Однако самым близким по эмоциональной и смысловой окраски становится схожий
246
образ из стихотворения «Отчаяние» (1836):
«О, дайте мне кинжал и яд,
Мои друзья, мои злодеи!
Я понял, понял жизни ад,
Мне сердце высосали змеи!..» [5, с. 266]
Если годом ранее герой взывает к смерти, хочет приблизить ее, то уже в «Отрывке
из письма А. Лозовскому» лирический герой все же сожалеет о том, что так скоро и
бесславно ему придется покинуть сей мир. Интересно также отметить образ кинжала,
который возникает в обоих этих стихотворениях.
«Я спал душой изнеможённой,
Никто мне бед не предрекал,
И сам, как раб, ума лишённый,
Точил на грудь свою кинжал <…>» [5, с. 327].
В последнем стихотворении поэт не видит причину своих бед в судьбе или в воле
других людей, герой сам точит «на грудь свою кинжал», слово обвиняя себя самого в
печальном конце жизни.
Даже в дружбе поэт не находит утешения в горестях своей печальной судьбы,
оказывается неспособен гармонизировать свою жизнь. «Чахотка» вписывается в
тематический контекст стихотворений Полежаева, главными темами которых становится
смерть, страдания, красота. Однако в последнем стихотворение поэт все же не находит сил
уравновесить смерть жизнью, мгновением – вечностью. Все стихотворение проникнуто
горькой иронией. Поэт рисует ряд эфемерных и обманчивых радостей жизни, которые
приравниваются им к безумию:
«Я подвиг жизни совершил
И юных дней фиал безвкусный,
Но долго памятный, разбил!
Давно ли я в орги́ях шумных
Ничтожность мира забывал
И в кликах радости безумных
Безумство счастьем называл?» [5, с. 327]
Но и сама его жизнь не может воспрепятствовать трагическому финалу его судьбы.

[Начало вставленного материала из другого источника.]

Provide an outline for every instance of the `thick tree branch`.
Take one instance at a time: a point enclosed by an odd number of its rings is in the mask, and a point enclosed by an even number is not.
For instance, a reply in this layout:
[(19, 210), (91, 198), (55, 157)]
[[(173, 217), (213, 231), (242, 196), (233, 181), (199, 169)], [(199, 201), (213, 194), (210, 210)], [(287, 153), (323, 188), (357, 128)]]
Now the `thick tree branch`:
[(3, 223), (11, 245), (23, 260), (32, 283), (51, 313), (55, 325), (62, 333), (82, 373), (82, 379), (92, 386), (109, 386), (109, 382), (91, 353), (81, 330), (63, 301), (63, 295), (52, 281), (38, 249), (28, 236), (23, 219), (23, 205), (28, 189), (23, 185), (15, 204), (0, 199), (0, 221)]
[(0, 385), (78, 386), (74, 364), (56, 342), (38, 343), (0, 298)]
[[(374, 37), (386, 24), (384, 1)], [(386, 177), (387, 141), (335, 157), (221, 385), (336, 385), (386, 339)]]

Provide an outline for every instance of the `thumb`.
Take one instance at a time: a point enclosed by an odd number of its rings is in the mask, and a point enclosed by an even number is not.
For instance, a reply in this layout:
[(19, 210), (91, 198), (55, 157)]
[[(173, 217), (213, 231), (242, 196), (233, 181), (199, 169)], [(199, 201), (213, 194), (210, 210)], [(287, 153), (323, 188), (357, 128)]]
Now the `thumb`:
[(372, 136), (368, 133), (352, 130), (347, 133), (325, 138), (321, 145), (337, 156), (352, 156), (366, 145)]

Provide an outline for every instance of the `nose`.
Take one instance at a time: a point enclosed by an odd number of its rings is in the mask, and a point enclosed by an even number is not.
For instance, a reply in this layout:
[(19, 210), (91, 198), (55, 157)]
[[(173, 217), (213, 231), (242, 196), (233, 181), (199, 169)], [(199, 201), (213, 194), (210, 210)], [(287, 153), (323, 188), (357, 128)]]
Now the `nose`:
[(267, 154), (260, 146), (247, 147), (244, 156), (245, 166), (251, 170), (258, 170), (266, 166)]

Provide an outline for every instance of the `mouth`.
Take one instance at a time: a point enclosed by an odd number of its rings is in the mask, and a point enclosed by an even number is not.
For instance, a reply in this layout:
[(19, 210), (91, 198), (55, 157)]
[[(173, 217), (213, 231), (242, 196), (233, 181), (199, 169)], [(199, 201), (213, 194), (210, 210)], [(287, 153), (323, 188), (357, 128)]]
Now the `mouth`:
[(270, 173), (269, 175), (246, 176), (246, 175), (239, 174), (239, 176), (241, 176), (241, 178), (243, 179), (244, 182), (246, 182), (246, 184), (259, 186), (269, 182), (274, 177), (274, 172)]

Поначалу герой находится в состоянии сна, в который погружается его душа, уставшая от
невзгод и разочарований «Я спал душой изнеможённой» [5, с. 327]. Возникает мотив
душевной слепоты, герой идет по жизни неосознанно, наощупь:
«С уничтожением рассудка,
В нелепом вихре бытия
Законов мозга и желудка
Не различал во мраке я» [5, с. 327].
В конечном счете герой прозревает, пробуждается от душевного сна, самозабвения,
и оказывается один на один со своей болезнью и смертью, буквально заглядывает в лицо
самой смерти:
«Потом проснулся… но уж поздно…
Заря по тучам разлилась —
Завеса будущности грозной
247
Передо мной разодралась…
И что ж? Чахотка роковая
В глаза мне пристально глядит <…>» [5, с. 327].
В конце стихотворения возникает антропоморфный образ смерти, которая
разговаривает с героем, вглядывается в него:
«И что ж? Чахотка роковая
В глаза мне пристально глядит,
И, бледный лик свой искажая,
Мне, слышу, хрипло говорит:
«Мой милый друг, бутыльным звоном
Ты звал давно меня к себе;
Итак, являюсь я с поклоном —
Дай уголок твоей рабе!
Мы заживём, поверь, не скучно:
Ты будешь кашлять и стонать,
А я всегда и безотлучно
Тебя готова утешать…»» [5, с. 327]
В этом отрывке также звучат автобиографические мотивы: Полежаев действительно
в конце жизни, чтобы утешиться, стал злоупотреблять алкоголем.
По иронии судьбы за несколько дней до смерти Полежаеву, умирающему от чахотки,
которая развилась у него после тюремного заключения (в тюрьму он был заточен по
приказу императора), Николай I пожаловал чин прапорщика. В официальных документах в
первый и единственный раз офицерский чин Полежаева был отмечен в записи в
метрической книге Московского военного госпиталя: «1838 года января 16 дня
Тарутинского егерского полка прапорщик Александр Полежаев от чахотки умер и
священником Петром Магницким на Семеновском кладбище погребен» [6, с. 67].